The Project on Climate Science

"We implore our elected leaders to abstain from subsuming science to special interest politics. Ignoring and obfuscating the overwhelming scientific evidence of human-induced climate change shows a disregard for the responsibilities entrusted Members of Congress by the American people."

The Project on Climate Science has issued the following press release (2-3-11):

Statement of the Project on Climate Science On an attack on the scientific basis for the Clean Air Act by the “The Energy Tax Prevention Act”

The Project on Climate Science finds it incomprehensible that, as they develop policy options to address our nation’s energy and climate challenges, some Members of Congress are seeking to turn science on its head by launching an assault on the Clean Air Act – the very law that protects us from the serious threat carbon pollution poses to our health and our national and economic security.

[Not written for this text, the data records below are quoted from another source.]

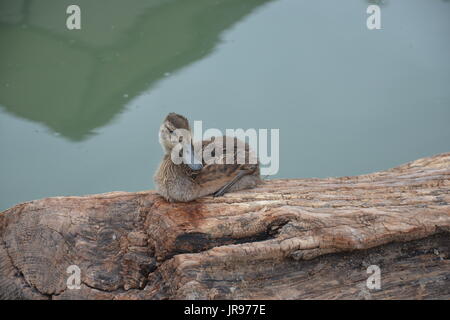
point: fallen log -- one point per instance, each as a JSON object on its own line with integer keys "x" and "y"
{"x": 286, "y": 239}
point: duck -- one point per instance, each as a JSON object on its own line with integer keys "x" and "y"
{"x": 186, "y": 174}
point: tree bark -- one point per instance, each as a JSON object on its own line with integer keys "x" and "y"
{"x": 286, "y": 239}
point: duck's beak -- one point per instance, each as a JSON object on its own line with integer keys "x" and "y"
{"x": 191, "y": 159}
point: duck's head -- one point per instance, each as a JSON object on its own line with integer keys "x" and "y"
{"x": 175, "y": 138}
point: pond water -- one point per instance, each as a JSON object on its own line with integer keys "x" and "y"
{"x": 80, "y": 109}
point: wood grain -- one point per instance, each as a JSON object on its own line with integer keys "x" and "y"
{"x": 286, "y": 239}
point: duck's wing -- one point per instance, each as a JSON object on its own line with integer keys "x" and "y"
{"x": 224, "y": 165}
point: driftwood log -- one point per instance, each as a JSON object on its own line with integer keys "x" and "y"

The draft legislation, “The Energy Tax Prevention Act,” would overturn the EPA’s 2009 scientific finding that carbon dioxide and other greenhouse gases endanger public health and welfare – a finding that was reached after EPA scientists carefully reviewed the evidence.

Authored by Rep. Fred Upton, (R-MI), Sen. James Inhofe, (R-OK) and Rep. Ed Whitfield (R-KY), the bill ignores all scientific findings about carbon pollution, placing our health in great jeopardy. As noted today by the American Lung Association, the Clean Air Act guards the most vulnerable Americans – those with asthma and other lung diseases, children, older adults, and people with heart disease and diabetes. The association declared, “The protections against the health harm from carbon dioxide and other greenhouse gas pollution are essential to public health and must be preserved.”

The bill, which refers to “possible climate change,” embodies a blatant disregard for scientific fact. No less than the prestigious National Academy of Sciences (NAS), along with all the major national academies of science from around the world, have concluded that human activity is dramatically affecting the climate. The NAS is unambiguous in advising Congress that, “Climate change is occurring, is caused largely by human activities . . . and in many cases is already affecting a broad range of human and natural systems.”

A letter from 18 distinguished scientists sent to every Member of Congress on Friday January 28, 2011, calls on Congress to separate policy from science:

“Political philosophy has a legitimate role in policy debates, but not in the underlying climate science. There are no Democratic or Republican carbon dioxide molecules; they are all invisible and they all trap heat.”

We implore our elected leaders to abstain from subsuming science to special interest politics. Ignoring and obfuscating the overwhelming scientific evidence of human-induced climate change shows a disregard for the responsibilities entrusted Members of Congress by the American people.